As a contrary a commercial of the 80ies may occur; a very long, almost endless clothing line was put into scene among green hills and lush meadows. It was full of flat sheets and clothing pieces of impersonal character. Nature and a happy houswife, surrounded by clean freshness, this was the message of the smart admen. I’d like to add that those clothing pieces looked like they were dry yet; probably wetness would have given an impression of a lack of efficiency. Moreover this clothing line was of absurd length, so that it was more an example than an exemplary for clothing lines in public areas.

Seit den 60er Jahren lebt der Wäsche­trockner ein fleissiges, wenn auch ener­giefressendes Leben in unser aller Mitte, und wie ich aus meiner persönlichen und unmittelbaren Nachbarschaft zu berichten weiß, handelt es sich dabei durchaus um ein Gerät mit kommunikativem Grundver­mögen: der Vollzug wird mitgeteilt, in sekündlichen Intervallen und mit durch­dringenendem Ton.
Since the early 60ies the tumble dryer is common in the western countries, eventhough tumble drying wastes a lot of energy. Anyway, the tumblers in my neighbourhood prove their communication skills more than I can stand: if they accomplished their mission a long beep fills the backyard at equal intervals.

Die meisten Bilder dieser kleinen Serie sind nicht in Deutschland entstanden, sondern in Istanbul. Allerdings hängt auch dort die Wäsche nicht in den repräsentativen Strassen der reichen Viertel, sondern da wo es weniger exklusiv zugeht.
Auch in  Amerika wird vielerorts das öffentliche Wäschetrocknen nicht gern gesehen, und ist bisweilen sogar verboten. Dies zu bekämpfen hat sich das Projekt Laundry List zur Aufgabe gemacht, dass unermüdlich die amerikanischen Staats­bürger zum öffentlichen Gebrauch der Wäscheleinen ermutigt. Jawohl, ermutigt!
Most of these photos are not taken in Germany, they’re from Istanbul. But also in Istanbul there are no clothing lines in the representative roads of the rich districts. As you easily can see, those photos are taken in less exclusive areas.
In some areas of the US it is even forbidden to use public clothing lines.
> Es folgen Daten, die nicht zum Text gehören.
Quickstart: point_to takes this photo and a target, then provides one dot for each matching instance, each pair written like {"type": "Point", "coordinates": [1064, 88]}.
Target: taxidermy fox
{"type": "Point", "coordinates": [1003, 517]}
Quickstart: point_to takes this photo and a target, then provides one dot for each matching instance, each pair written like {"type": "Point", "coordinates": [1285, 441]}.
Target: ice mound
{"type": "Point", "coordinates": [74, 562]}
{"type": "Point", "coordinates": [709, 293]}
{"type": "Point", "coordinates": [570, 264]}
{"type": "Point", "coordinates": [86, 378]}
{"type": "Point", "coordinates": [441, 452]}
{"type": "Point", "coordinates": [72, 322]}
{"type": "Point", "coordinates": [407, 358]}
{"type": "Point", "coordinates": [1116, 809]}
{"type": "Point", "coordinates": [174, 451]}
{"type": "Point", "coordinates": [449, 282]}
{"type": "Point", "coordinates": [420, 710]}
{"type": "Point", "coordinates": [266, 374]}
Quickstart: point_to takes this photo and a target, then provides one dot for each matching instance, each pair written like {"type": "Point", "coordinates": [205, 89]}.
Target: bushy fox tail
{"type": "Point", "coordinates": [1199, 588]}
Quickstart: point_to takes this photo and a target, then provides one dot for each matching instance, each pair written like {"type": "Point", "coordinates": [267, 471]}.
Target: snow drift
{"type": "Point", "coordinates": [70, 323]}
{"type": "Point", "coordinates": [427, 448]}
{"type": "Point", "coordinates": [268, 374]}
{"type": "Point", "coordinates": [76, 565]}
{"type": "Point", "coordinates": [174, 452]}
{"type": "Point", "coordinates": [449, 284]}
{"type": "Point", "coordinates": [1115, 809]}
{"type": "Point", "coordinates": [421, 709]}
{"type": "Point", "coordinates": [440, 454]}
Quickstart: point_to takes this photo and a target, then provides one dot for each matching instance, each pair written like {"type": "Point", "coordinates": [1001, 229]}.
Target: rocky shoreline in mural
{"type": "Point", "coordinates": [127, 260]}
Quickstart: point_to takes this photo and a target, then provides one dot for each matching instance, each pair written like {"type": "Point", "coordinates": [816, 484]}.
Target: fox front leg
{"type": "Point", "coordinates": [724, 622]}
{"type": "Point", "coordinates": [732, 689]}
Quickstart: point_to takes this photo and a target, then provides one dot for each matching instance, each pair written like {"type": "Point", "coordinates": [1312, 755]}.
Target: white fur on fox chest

The project Laundry line is fighting for the right to use them, and also is trying to encourage people to air-dry their clothes, for the reasons of saving money and energy.

Dem Shanghai Forum hingegen ist zu ent­nehmen, dass in China allerorten reichlich Wäsche draussen hängt. Die logische Er­klärung lautet wie folgt: weil in China die Luft so schlecht ist, öffnen die Menschen nur selten die Fenster. Da muss die Wäsche eben raus.
The Shanghai board tells a different story: in China obviously a large number of clothing pieces are hanging outside, and there is a simple explanation for this: for the reason that there is bad air all over the place, people hardly open the windows. So they put the laundry outside. 
11.02.2012

12 Comments

  • wollspiel sagt:

    Ich habe noch die Fahne der Armmut in meinem Garten stehen und nutze sie fleissig.
    Ein sehr interessanter Blick auf die Wäschekultur. Nieder mit den Stromfressern.

  • Anonym sagt:

    Ich bin damit auch aufgewachsen. Ich kann mich erinnern, dass, wenn wir unsere Verwandten in Barcelona besuchten, hing überall draussen die Wäsche, mit wunderbaren Leinenkonstruktionen, die bis zur anderen Strassenseite gingen. Wäsche, die in der Sonne trocknet, riecht so besonders lecker.
    Beste Grüße aus der Nachbarschaft
    Natàlia

  • Wir müssen uns mangels Garten mit dem Balkon begnügen!
    Aber bei diesem frostigem Wetter perfekt und besser als jeder Weichspüler!
    Viele Grüße Anja

  • mo jour sagt:

    ich erinner mich gut, dass wir in meiner kinderzeit die wäsche auf dem ungeheizten dachboden trockneten. da war sie oft brettsteif gefroren im winter! wir hatten auch so eine wäscheaufhängung wie auf deinem dritten foto von oben: das wurde mit der schnur in die senkrechte hochgezogen, bestückt und dann wieder waagerecht herabgelassen. es fiel mir oft was runter. da war die mutter böse!
    einen elektrischen wäschetrockner habe ich bis heute nicht, ich hänge sie immer raus auf den balkon. dass das auch bei frost funktioniert, wusste ich allerdings noch nicht. danke für den tollen erklär-link!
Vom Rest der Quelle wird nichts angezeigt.